While I don't support the consumption tax, your concern regarding higher priced items is slightly irrelevant because every man, woman, and child would receive a monthly prebate in order to help cover living expenses up to the poverty level. Yes, even the wealthy would receive monthly disbursements. Because the embedded income tax would disappear from each good and service, prices wouldn't increase by much.Quote from dandxg:
I am not going to read this whole thread because it's been covered so many times. Has anyone considered that approx. 70% of the GDP is based on consumer spending? When you go to a consumption tax what do you think is going to immediately happen? Ppl are going to freak out at what things cost. This will cause a short term recession.
When you visit a foreign country you consider your purchases harder when VAT is approx. 19%, roughly double the US sales tax. I am actually for a consumption tax, a flat tax, but don't think the lobbying forces for CPA and tax related ppl. are just going to sit back and support that. There is a lot of money made of the current dysfunctional system.
People don't change until they feel enough pain. It's human nature. There isn't enough pain to motivate change, yet, maybe in a couple of years.

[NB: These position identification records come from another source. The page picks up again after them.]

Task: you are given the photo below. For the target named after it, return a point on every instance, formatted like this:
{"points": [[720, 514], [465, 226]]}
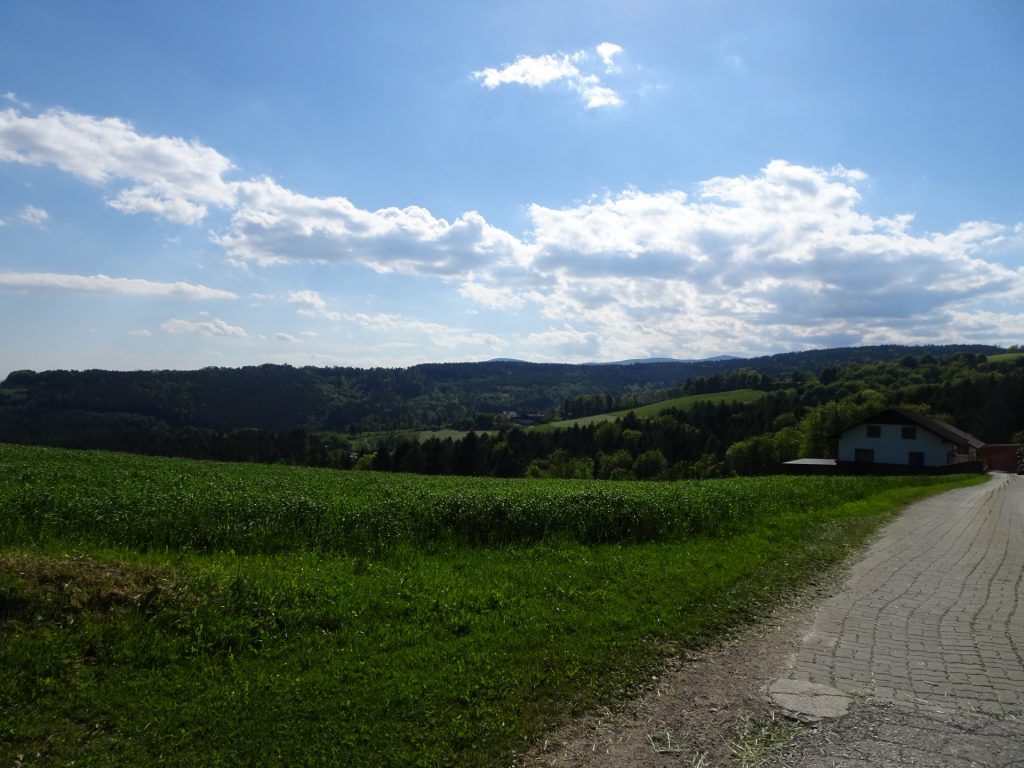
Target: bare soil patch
{"points": [[706, 709]]}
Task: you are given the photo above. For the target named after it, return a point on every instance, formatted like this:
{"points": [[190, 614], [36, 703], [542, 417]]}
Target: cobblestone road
{"points": [[928, 634]]}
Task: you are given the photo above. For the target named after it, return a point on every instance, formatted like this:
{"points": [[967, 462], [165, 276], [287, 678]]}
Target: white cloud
{"points": [[12, 97], [275, 225], [438, 334], [215, 327], [783, 258], [311, 304], [607, 52], [167, 176], [120, 286], [534, 71], [779, 259], [539, 72], [33, 215]]}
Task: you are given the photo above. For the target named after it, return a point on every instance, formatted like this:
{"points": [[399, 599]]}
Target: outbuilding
{"points": [[897, 437]]}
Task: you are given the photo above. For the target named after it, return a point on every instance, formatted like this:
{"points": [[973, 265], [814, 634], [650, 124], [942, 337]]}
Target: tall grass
{"points": [[170, 612], [155, 503]]}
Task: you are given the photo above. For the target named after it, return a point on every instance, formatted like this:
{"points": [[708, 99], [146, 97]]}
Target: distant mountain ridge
{"points": [[644, 360], [280, 398]]}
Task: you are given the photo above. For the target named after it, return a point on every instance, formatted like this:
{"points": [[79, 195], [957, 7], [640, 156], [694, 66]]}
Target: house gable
{"points": [[902, 437]]}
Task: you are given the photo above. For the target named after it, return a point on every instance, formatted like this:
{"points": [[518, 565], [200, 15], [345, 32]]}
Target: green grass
{"points": [[158, 610], [653, 409]]}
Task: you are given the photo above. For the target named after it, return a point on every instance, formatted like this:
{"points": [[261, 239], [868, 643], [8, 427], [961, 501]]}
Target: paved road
{"points": [[928, 637]]}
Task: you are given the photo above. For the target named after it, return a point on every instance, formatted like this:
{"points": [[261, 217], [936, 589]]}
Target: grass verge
{"points": [[439, 654]]}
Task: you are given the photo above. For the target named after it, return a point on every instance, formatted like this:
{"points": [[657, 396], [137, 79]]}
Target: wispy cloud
{"points": [[118, 286], [167, 176], [33, 215], [214, 327], [311, 304], [781, 258], [570, 69]]}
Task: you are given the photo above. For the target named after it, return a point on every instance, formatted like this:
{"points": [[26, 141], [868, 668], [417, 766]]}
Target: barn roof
{"points": [[943, 429]]}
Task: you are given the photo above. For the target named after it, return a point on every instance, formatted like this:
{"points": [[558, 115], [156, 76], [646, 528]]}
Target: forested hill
{"points": [[348, 399]]}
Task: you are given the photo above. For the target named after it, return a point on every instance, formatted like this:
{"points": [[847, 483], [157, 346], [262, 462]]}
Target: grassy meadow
{"points": [[653, 409], [179, 612]]}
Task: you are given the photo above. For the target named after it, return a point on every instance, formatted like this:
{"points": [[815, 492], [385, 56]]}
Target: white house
{"points": [[896, 436]]}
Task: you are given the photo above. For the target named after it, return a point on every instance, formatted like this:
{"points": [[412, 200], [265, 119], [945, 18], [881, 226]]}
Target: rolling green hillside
{"points": [[654, 409]]}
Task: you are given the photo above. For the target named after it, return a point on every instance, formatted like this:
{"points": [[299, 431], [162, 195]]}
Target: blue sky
{"points": [[385, 183]]}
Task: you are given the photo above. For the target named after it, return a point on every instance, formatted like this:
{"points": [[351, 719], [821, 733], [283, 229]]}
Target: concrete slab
{"points": [[808, 702]]}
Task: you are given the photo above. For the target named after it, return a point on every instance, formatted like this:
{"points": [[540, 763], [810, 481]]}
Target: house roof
{"points": [[943, 429]]}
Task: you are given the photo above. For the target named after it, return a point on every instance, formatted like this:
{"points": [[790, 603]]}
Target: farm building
{"points": [[897, 436], [1003, 458], [898, 440]]}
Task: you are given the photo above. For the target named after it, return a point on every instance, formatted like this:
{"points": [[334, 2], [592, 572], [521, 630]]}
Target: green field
{"points": [[168, 611], [653, 409]]}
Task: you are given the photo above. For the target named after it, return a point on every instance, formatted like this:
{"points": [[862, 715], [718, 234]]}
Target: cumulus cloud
{"points": [[214, 327], [607, 52], [167, 176], [438, 334], [311, 304], [785, 257], [118, 286], [782, 258], [33, 215], [274, 225], [570, 69]]}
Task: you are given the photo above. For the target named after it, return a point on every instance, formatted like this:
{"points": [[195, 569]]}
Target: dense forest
{"points": [[309, 416]]}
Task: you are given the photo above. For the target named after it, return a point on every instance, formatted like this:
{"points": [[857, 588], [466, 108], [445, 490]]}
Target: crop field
{"points": [[170, 611]]}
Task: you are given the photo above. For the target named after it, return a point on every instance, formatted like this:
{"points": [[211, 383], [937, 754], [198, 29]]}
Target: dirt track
{"points": [[925, 633]]}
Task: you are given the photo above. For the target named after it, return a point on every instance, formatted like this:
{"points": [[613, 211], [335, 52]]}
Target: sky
{"points": [[386, 183]]}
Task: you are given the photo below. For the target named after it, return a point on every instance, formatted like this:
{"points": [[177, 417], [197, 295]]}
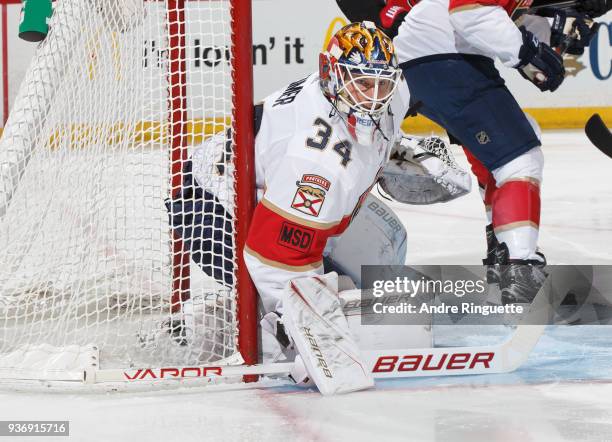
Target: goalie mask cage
{"points": [[92, 274]]}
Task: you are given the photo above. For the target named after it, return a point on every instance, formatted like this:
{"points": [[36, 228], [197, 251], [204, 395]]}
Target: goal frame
{"points": [[178, 143], [243, 139]]}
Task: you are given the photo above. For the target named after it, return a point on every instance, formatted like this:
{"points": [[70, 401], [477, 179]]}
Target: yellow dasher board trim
{"points": [[81, 135]]}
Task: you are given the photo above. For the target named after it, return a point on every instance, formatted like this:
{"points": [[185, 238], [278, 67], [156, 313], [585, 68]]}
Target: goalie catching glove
{"points": [[423, 171]]}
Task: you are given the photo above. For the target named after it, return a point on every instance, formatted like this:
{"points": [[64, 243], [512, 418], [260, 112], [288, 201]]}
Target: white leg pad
{"points": [[313, 317]]}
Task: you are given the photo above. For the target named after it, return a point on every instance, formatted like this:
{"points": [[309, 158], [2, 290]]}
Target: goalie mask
{"points": [[359, 73]]}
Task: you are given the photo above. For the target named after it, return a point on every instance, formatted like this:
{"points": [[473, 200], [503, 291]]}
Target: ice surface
{"points": [[563, 392]]}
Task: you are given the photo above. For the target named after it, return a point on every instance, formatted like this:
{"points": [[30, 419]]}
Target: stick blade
{"points": [[599, 134]]}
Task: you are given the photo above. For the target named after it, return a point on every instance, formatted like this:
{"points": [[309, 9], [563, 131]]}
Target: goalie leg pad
{"points": [[385, 244], [314, 319]]}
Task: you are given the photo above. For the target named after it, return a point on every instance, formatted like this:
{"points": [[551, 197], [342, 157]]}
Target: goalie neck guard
{"points": [[359, 73]]}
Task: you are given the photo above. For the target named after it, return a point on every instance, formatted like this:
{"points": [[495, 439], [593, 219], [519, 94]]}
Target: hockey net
{"points": [[92, 276]]}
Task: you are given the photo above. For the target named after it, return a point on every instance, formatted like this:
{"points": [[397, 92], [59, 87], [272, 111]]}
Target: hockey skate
{"points": [[520, 279]]}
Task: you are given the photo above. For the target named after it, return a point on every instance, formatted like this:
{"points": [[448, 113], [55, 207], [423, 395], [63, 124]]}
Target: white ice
{"points": [[564, 392]]}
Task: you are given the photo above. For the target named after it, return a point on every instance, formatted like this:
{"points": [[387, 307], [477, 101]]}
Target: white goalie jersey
{"points": [[314, 177]]}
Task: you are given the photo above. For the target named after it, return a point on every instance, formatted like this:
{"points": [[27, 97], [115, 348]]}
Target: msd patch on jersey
{"points": [[308, 199], [296, 237]]}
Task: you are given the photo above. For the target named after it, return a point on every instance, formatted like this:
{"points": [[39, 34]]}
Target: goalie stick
{"points": [[504, 357], [597, 132]]}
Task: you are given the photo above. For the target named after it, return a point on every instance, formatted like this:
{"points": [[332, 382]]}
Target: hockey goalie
{"points": [[322, 143]]}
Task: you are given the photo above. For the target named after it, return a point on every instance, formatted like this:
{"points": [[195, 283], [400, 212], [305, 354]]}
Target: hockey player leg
{"points": [[516, 220], [487, 187]]}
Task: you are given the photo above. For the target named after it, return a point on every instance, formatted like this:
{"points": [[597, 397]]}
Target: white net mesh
{"points": [[85, 169]]}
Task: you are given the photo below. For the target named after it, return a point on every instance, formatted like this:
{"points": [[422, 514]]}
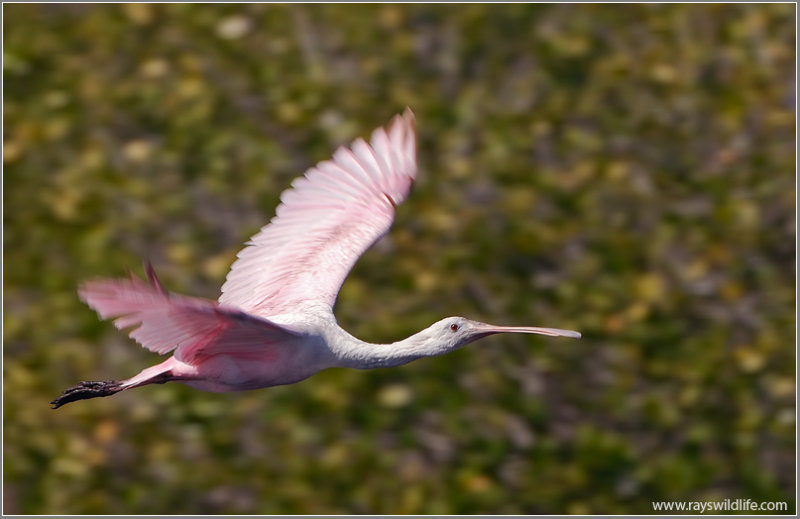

Post Edit: How will do with online sales loopholes? Many skate that tax all the time. Few states are closing it yet.
Unfortunately, it sounds too good to be true. Say you earn $2 million a year. You can live pretty well spending $1 million, and as a result pay a mere 11 percent of that year's income in taxes. If the very rich pay less, that means more of the total tax burden in any year has to fall on somebody else, most likely the middle class. Reasonable people can disagree about whether this really matters -- over time, a consumption tax only appears more progressive because the rich savers or their descendants eventually spend the money and get taxed.